В его душе было много болезненного, и, как многие таланты, он платил жестокую дань за свой великий дар неуравновешенностью нравов, припадками острой меланхолии. «Я — несчастный человек,—говорил он,— Когда я у себя дома, один, мне кажется заманчивым соглашаться на предложения дирижировать моими сочинениями, я с удовольствием, с некоторой гордостью думаю, как меня хорошо принимают, ценят,— и соглашаюсь с радостью. А скоро, скоро меня начинает глодать такая безумная тоска, и я бегу, бегу подальше от чествований, обедов, тостов и т. д.». Так, однажды, приняв предложение дирижировать в Вене на каком-то музыкальном празднестве, он тайно (позорно, по его выражению) уехал и скрылся в маленьком немецком городке, предупредив только, что он захворал2. В Германии его очень любили и ценили. Немцы вообще охотники до всяких празднеств и умеют устраивать их с пышными заседаниями, бесконечными речами, доморощенными «вицами» («остротами» — нем.), с серенадами, факельцугами и т. д.; скучновато, но всегда тепло и искренне. А главное, они чествуют автора тщательно разученным исполнением его произведений.
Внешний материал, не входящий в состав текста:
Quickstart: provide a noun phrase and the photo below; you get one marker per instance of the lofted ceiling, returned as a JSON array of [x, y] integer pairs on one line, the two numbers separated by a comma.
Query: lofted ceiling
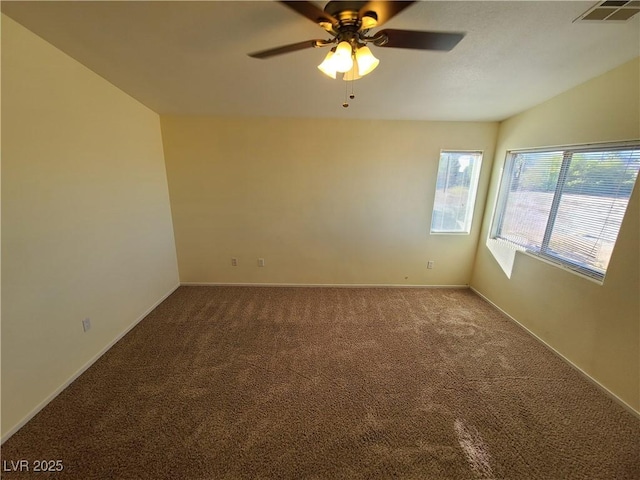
[[183, 57]]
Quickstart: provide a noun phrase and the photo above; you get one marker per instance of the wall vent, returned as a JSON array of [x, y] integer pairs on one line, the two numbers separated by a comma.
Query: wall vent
[[611, 11]]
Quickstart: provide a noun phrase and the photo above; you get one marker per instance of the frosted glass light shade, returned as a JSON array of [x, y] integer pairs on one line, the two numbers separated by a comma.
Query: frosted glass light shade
[[366, 61], [327, 66], [352, 74], [342, 58]]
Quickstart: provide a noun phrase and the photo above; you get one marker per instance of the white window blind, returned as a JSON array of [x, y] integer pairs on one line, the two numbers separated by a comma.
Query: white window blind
[[567, 205], [456, 186]]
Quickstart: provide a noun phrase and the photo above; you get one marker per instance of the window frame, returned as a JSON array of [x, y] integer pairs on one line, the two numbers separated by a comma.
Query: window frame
[[543, 252], [472, 197]]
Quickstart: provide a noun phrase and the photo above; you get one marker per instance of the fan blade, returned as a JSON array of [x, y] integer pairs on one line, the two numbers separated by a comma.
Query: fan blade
[[313, 13], [294, 47], [443, 41], [385, 11]]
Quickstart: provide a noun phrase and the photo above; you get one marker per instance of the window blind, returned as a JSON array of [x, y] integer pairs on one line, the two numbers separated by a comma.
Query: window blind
[[568, 205]]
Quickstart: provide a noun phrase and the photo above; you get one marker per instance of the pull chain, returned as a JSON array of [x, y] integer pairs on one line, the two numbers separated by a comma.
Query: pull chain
[[345, 104]]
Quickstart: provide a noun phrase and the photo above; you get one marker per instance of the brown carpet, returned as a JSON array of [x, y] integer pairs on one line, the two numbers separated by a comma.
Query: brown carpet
[[330, 383]]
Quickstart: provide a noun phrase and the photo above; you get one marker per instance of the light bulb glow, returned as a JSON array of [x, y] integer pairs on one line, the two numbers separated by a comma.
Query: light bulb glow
[[327, 66], [366, 61], [342, 59]]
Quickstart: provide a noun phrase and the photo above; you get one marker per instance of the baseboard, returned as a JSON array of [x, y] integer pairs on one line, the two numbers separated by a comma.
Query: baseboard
[[316, 285], [82, 369], [565, 359]]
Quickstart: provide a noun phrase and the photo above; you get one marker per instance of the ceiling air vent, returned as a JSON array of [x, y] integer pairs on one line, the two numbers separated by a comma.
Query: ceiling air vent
[[611, 11]]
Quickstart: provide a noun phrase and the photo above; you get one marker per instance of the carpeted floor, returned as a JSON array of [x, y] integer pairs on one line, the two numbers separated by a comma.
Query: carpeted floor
[[330, 383]]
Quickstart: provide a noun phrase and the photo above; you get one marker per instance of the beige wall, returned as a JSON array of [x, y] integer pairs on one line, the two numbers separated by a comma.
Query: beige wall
[[86, 224], [322, 201], [597, 327]]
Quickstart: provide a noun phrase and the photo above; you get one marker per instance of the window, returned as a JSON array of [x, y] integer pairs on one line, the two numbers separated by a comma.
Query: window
[[567, 204], [456, 185]]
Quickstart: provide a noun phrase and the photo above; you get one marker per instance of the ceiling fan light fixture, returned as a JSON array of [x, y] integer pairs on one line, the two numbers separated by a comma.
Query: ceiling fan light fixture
[[342, 59], [327, 67], [352, 74], [366, 61]]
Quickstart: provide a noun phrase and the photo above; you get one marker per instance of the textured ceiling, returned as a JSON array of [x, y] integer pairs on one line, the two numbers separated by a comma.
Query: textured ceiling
[[191, 57]]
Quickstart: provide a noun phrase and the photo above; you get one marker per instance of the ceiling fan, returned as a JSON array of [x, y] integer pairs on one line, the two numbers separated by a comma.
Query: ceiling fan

Петр Ильич на всех торжествах в его честь старался быть любезным, веселым, благодарным, но в душе у настоящего «Пети», как он выражался, царила мрачная ночь. «В Праге меня так чествовали,— рассказывал он,— так хорошо относились, как я никогда и возмечтать не мог, а все-таки было тяжко». Особенно его любили в Гамбурге, где директором музыкального общества был милый, умный старик Аве-Лаллеман, и с ним как-то Чайковский ближе сошелся. Между прочим, в минуту душевной откровенности этот самый Лаллеман, отличный музыкант, вдруг говорит Чайковскому, схватив его за руки: «У меня к вам большая просьба и, если позволите дать, совет: не вводите в ваши чудесные сочинения дикие казацкие напевы, разные трепаки. Пишите в духе нашей, европейской музыки». Он забыл, как Бетховен в русских квартетах (ор. 59) гениально обработал эти самые ненавистные русские темы. Чайковский, как очень деликатный человек, только улыбнулся и в ответ посвятил ему свою Пятую симфонию. <...>
При такой повышенной нервности у Чайковского было много идиосинкразии (Врожденная неприязнь к некоторым внешним раздражениям.). Были люди, которых он органически не выносил даже без особенно важной причины, например музыкального критика Иванова. Чайковский был очень терпим и отходчив, но вся деятельность Иванова и как критика, и как композитора претила его и художественной, и этической природе. Когда Галкин пожелал сыграть в Русском музыкальном обществе в Москве скрипичный концерт Иванова, Чайковский, который тогда стоял во главе дирекции, наложил свое абсолютное вето: «Или вы сыграете другое, или вы совсем не будете играть в симфоническом концерте». Галкин заупрямился и перешел к Шостаковскому, что, конечно, не примирило его с Чайковским. Позднее он всячески искал случая встретиться и объясниться с Чайковским, но тщетно. Вообще же, повторяю, Чайковский был очень терпим и легко прощал выпады против него. Другая маленькая странность была у него — нежелание встретиться с товарищами по Училищу правоведения, где он чувствовал себя очень одиноким и заброшенным. У меня было два знакомых, его товарищи, милейшие люди и совсем антимузыкальные, что тоже должно было составлять прелесть в глазах Чайковского: отсутствие музыкальных разговоров с профанами. Они часто обедали у меня. Петр Ильич всегда просительно смотрел на меня: «Не приглашайте Д. и Ш., когда я у вас». Конечно, эта просьба исполнялась беспрекословно. Исключение Чайковский делал только для Апухтина и Мещерского. Почему он относился хорошо к последнему,— загадка.